Sono queste le motivazioni chiave che hanno indotto la Corte d’Assise di Imperia

il 15 dicembre scorso, a condannare all’ergastolo il pizzaiolo e ristoratore Salvatore Aldobrandi, 75 anni, originario di San Sosti (Cosenza), ma da anni residente a Sanremo, accusato omicidio volontario aggravato dai motivi abbietti per avere ucciso Sargonia Dankha, 21 anni, di origini irachene, naturalizzata svedese, sparita nel nulla nel primo pomeriggio del 13 novembre del 1995 a Linköping, in Svezia.

Così scrive il presidente della Corte, Carlo Alberto Indellicati

nelle 128 pagine delle motivazioni, dove si ripercorre la storia familiare dell’imputato, che in Svezia si faceva chiamare Samuel, dedicando un capitolo a parte alle sue “donne” e più volte esce fuori come la relazione con Sargonia fosse “burrascosa” e quanto Aldobrandi fosse “ossessionato” da questa sua nuova fiamma. Ciascuna delle sue donne “sottolineava il carattere violento”, tanto che l’ex coniuge lo aveva definito “psicotico”, si parla di lui anche di un uomo con “personalità doppia”.

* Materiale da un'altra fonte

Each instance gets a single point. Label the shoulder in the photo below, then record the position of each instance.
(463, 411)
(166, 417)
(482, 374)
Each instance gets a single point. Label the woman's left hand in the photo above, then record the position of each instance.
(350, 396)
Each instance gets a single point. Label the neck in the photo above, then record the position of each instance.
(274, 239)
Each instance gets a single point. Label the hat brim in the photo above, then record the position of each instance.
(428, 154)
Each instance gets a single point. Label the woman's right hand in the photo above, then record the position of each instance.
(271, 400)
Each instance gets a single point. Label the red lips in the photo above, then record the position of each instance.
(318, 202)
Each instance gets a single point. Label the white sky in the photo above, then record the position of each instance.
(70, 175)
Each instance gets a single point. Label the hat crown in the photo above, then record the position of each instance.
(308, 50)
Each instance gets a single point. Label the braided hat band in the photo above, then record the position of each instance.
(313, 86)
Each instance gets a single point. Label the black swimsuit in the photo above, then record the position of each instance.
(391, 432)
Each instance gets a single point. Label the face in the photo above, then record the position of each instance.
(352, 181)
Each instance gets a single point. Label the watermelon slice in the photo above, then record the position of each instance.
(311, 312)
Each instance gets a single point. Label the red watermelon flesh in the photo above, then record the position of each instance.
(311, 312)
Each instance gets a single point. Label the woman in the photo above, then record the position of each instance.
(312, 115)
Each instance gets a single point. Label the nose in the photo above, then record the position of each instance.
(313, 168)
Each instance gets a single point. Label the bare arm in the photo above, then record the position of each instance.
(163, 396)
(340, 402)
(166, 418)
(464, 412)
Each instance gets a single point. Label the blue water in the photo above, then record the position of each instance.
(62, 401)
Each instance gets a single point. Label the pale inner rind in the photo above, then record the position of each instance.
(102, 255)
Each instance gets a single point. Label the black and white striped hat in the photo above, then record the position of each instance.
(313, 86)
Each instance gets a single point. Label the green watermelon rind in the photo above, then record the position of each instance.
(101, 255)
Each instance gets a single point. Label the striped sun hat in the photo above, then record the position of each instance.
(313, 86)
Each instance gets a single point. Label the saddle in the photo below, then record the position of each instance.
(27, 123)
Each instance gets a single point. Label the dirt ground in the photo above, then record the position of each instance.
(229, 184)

Nel parlare di Sargonia, parafrasando le dichiarazioni dei testi

il giudice sottolinea che la giovane era andata a vivere da sola non per un “rapporto in crenato con i genitori”. I testi sottolineano come Samuel volesse il controllo di Sargonia e fosse un “manipolatore”. Era, però, anche molto geloso e nessun uomo poteva starle vicino. Sargonia, inoltre, temeva che potesse farle del male fisico.

Un’amica della vittima lo ha definito “patologicamente innamorato”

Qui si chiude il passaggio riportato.